It is probably unsafe to drink the water from the taps in Chapala and Ajijic. Most people here, even the locals, drink bottled water. It is not recommended to drink the water coming from the lake, either. However, people do brush their teeth using tap water. When you do that, eventually, people tend to colonize their digestive tracks with the local flora and they turn out to be okay.
Public health standards here are different than they are in the US, Canada, and a lot of other developing countries in that the standards here are still developing. Drinking water, in particular, usually comes from big jugs called garrafons, which are 5-gallon jugs of water that you can buy at any local convenience store or have them delivered to your doorstep. It costs around US $2.50 per 5-gallon refill. Garrafons are generally used for making ice cubes. Some expats still do get sick even from bacteria that local people do not get sick from. It’s just about acclimating to the local bugs here.
If you are washing vegetables at home, you may want to buy a disinfectant called BacDyn. You just put a small drop as you soak your vegetables and they clean the vegetables. Most restaurants use that same method as well.

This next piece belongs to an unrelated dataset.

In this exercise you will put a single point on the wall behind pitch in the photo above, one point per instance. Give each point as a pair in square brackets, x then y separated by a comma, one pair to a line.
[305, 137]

The restaurants that cater to expats tend to have a higher standard of cleanliness than those that don’t. A lot of the locals and even some expats tend to eat at the local streets vendors, such as taco stands, hotdog stands, and hamburger stands, where food is also prepared on the streets. There is really no guarantee that those vendors use the same standards for food preparation and cleanliness that an established restaurant would use.
Here in Mexico, people are very open to passing, by word of mouth, positive or negative experiences. People tend to vocalize if they have gotten sick after eating somewhere. The community here in Chapala is quite small so word of mouth spreads rapidly. The last thing a restaurant wants is to get a reputation that people got sick after eating at their place so they make sure that their food is clean.
(Bacdyn disinfectant for cleaning vegetables available in Mexico, pictured.)